After Mortgage-Related Losses, AIG Ousts Chief
Monday, June 16, 2008
NEW YORK, June 15 -- American International Group, which has lost billions on bad bets on the mortgage market, on Sunday named former Citigroup executive Robert Willumstad to replace the insurer's besieged chief executive.
Willumstad, 62, will take over from Martin Sullivan, 53, effective immediately, the company said. Stephen Bollenbach, the former chief executive of Hilton Hotels, will be named AIG's lead director.
AIG named Willumstad chairman of the board in fall 2006, about a year after Willumstad left his post as president and chief operating officer at Citigroup.
Sullivan, a native of England who had worked with AIG for 37 years, now joins the long list of chief executives who have been pushed out since the credit crisis started slamming the financial services industry last year. That list includes Citigroup's Charles Prince, Merrill Lynch's Stanley O'Neal and Wachovia's Ken Thompson.
AIG -- the world's biggest insurer with $1.05 trillion in assets -- lost $7.8 billion during the first quarter of the year because of investments and contracts tied to bad loans. The insurer lost more than $5 billion in the fourth quarter of last year. After two straight quarterly losses, AIG revealed plans to raise $20 billion in fresh capital -- but investors reacted skeptically, unsure that extra cash would solve the insurer's problems.
Shares of AIG have fallen by more than 50 percent over the past 12 months, closing at $34.18 on Friday.
"In the coming months, we will conduct a thorough strategic and operational review of AIG's businesses and their performance," Willumstad said in a statement. "The Board and I recognize that results over the past two quarters have been unacceptable, but we are confident in AIG's future."
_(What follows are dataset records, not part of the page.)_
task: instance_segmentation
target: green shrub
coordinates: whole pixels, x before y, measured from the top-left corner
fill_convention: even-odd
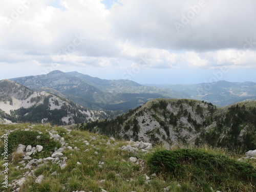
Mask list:
[[[205,186],[210,183],[216,187],[225,185],[223,190],[236,191],[238,181],[256,184],[256,170],[251,165],[200,150],[159,151],[152,155],[148,163],[153,172],[178,181],[189,179],[198,188],[207,188]]]

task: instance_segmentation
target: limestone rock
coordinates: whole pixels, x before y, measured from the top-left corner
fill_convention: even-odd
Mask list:
[[[245,153],[245,155],[246,157],[249,157],[251,158],[252,157],[256,157],[256,150],[250,150],[246,153]]]
[[[41,145],[36,145],[36,149],[37,150],[37,152],[40,152],[42,150],[42,146]]]
[[[129,159],[131,161],[133,162],[134,163],[135,163],[138,160],[138,159],[133,157],[131,157]]]
[[[35,182],[39,184],[41,183],[42,181],[42,180],[44,179],[44,177],[42,175],[39,175],[35,179]]]
[[[52,157],[56,158],[56,157],[61,157],[63,156],[63,154],[61,152],[54,152],[52,155]]]
[[[26,151],[27,152],[30,152],[31,151],[32,149],[32,146],[31,145],[28,145],[27,146],[27,148],[26,148]]]

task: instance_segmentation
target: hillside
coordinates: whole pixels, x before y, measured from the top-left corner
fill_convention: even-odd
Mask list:
[[[217,109],[204,101],[157,99],[114,119],[75,126],[167,147],[206,143],[246,150],[256,148],[255,123],[255,101]]]
[[[203,100],[215,105],[228,106],[246,100],[256,100],[256,83],[232,82],[221,80],[193,84],[155,85],[171,89],[186,98]]]
[[[58,125],[87,122],[107,117],[44,91],[34,92],[10,80],[0,81],[0,121]]]
[[[241,162],[238,159],[244,154],[223,148],[167,151],[161,146],[152,148],[150,143],[48,124],[0,125],[0,137],[1,153],[4,140],[9,143],[9,157],[0,160],[0,187],[5,192],[255,189],[256,161],[251,153]]]

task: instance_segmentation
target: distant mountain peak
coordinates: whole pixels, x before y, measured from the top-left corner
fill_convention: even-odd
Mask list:
[[[51,71],[50,73],[48,74],[48,75],[50,75],[50,74],[55,74],[57,73],[65,73],[64,72],[62,72],[61,71],[59,70],[55,70],[55,71]]]

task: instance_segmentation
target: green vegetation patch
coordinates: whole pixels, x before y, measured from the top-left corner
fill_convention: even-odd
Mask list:
[[[251,165],[201,150],[161,151],[148,163],[154,172],[177,181],[190,180],[198,190],[207,185],[236,191],[239,183],[251,183],[254,188],[256,184],[256,169]]]
[[[42,145],[44,151],[46,153],[54,152],[55,147],[61,146],[59,142],[50,139],[49,134],[40,134],[36,131],[23,130],[11,132],[8,136],[9,153],[13,152],[19,144],[26,146],[30,145],[32,146],[36,146],[37,145]]]

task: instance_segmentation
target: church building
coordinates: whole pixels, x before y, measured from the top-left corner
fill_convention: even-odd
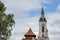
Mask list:
[[[22,40],[49,40],[48,29],[46,26],[47,26],[47,20],[44,16],[44,9],[42,7],[41,17],[39,19],[38,38],[36,38],[36,35],[33,33],[32,29],[30,28],[28,32],[24,35],[25,38],[23,38]]]

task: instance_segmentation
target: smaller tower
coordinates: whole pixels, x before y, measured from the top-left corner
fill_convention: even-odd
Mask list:
[[[41,10],[41,17],[39,19],[39,34],[38,34],[38,40],[49,40],[48,38],[48,29],[46,27],[47,20],[44,16],[44,10],[42,7]]]
[[[22,40],[37,40],[36,35],[33,33],[31,28],[24,36],[25,38],[23,38]]]

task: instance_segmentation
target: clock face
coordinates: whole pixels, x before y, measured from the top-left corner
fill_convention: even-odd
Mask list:
[[[42,25],[44,25],[44,23]]]

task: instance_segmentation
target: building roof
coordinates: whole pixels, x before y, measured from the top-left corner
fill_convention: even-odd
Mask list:
[[[25,35],[35,35],[35,34],[33,33],[32,29],[30,28]]]

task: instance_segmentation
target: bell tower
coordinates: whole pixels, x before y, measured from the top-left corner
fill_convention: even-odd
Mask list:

George L. Miles Jr., chairman of the AIG board's nominating and corporate governance panel, said Willumstad's "broad managerial and financial services experience makes him the right person to lead AIG through today's turbulent markets, drive further organizational change and rebuild shareholder value in the years ahead."
The company said it will hold a conference call with investors Monday morning to discuss the management changes.
Sullivan -- who received compensation last year of $13.9 million -- replaced Maurice R. "Hank" Greenberg as chief executive in March 2005. Greenberg, forced out amid accusations from then-New York State Attorney General Eliot Spitzer of fraudulent accounting, still controls the largest block of stock in AIG.
Last August, shortly after mortgage-related losses began roiling the financial services industry, Sullivan told investors that AIG was "well-positioned, even in the event of further deterioration in this market." But by May, Sullivan acknowledged that "the severity of the unrealized valuation losses and decline in value of our investments were beyond our expectations."
Besides big losses, the Securities and Exchange Commission reportedly began looking into whether AIG had overstated the value of credit default swaps, which are essentially insurance policies that investors buy to protect against loan defaults. A $9.1 billion loss in AIG's CDS portfolio dealt the insurer its most significant blow during the first quarter.